Property companies’ earnings suffer as new listings collapse and sellers hold out

February 20, 2023
Posted in News
February 20, 2023 veps

Rising interest rates could prompt wave of forced sales, further hitting house prices.

It’s not just buyers who are disappearing from Australia’s rapidly cooling housing market. Many prospective sellers are also holding back, unwilling to accept the falling prices now sweeping the market.

The standoff spells bad news for property companies that rely on transactions to make money. It also raises the prospect that steeper price falls could lie ahead, should rising mortgage rates prompt a wave of forced sales.

On Monday, real estate company McGrath reported an 83% drop in underlying net profit to $1.12m for the six months to December after a weaker-than-usual spring season, marked by reduced sales volumes.

“As expected, the market is taking a much-needed breather after rapid growth over the last three years,” said its chief executive, John McGrath, who expects property prices to start rising again in 2024.

“While the economic climate and impact of further interest rate rises is difficult to predict, we think we are either at or approaching the bottom of this property cycle.”

McGrath generates the bulk of its revenue from Sydney, followed by contributions from Melbourne and Brisbane, which are all locations where new listings have fallen significantly.

Last week, online property portal Domain cited a collapse in new home listings for a near 40% drop in net profit.

The number of new listings are almost one-fifth lower than the same period last year, according to property data company CoreLogic, which is well below the five-year average.

“We are seeing homeowners just waiting on the sidelines and that’s also accompanied by less buying activity,” the CoreLogic executive research director, Tim Lawless, said.

The pullback in listings started last year amid a series of cash rate increases by the Reserve Bank that led to higher mortgage rates. After a sharp run-up in prices in recent years, national home values have slid by 7.2% in the past 12 months, led by a 13.8% fall in Sydney.

“We are still seeing a relatively small selection set for prospective buyers, which is probably one of the factors that is helping to keep a lid on price declines because there aren’t a lot of properties to choose from,” said Lawless.

“We may get to the stage where those people who are considering selling just can’t wait any longer, so it really depends on how long the weakness in the market lasts.”

After nine consecutive cash rate hikes, the official rate has risen to 3.35%, its highest level in just over a decade.
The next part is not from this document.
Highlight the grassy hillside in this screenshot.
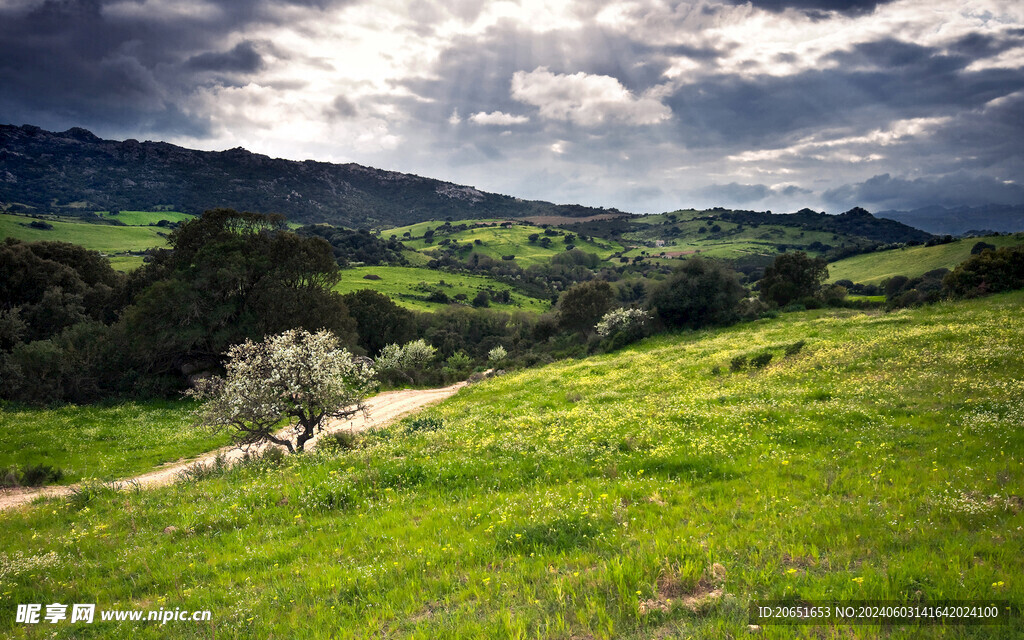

NAB and ANZ are among the financial institutions expecting three more 25 basis point increases, raising the rate to 4.1%.

The Reserve Bank governor, Philip Lowe, told a parliamentary committee last week rates would probably need to keep rising to combat inflation, which was “way too high” and needed to come down.

Mortgage holders are also facing the added strain of rising costs for electricity and food.

Prospective buyers would typically wait for interest rates to stabilise or fall before entering the market en masse.

The standoff between buyers and sellers is evident in other countries where mortgage rates are rising to combat high inflation. In the UK, the volume of fresh home listings is down, as are property prices.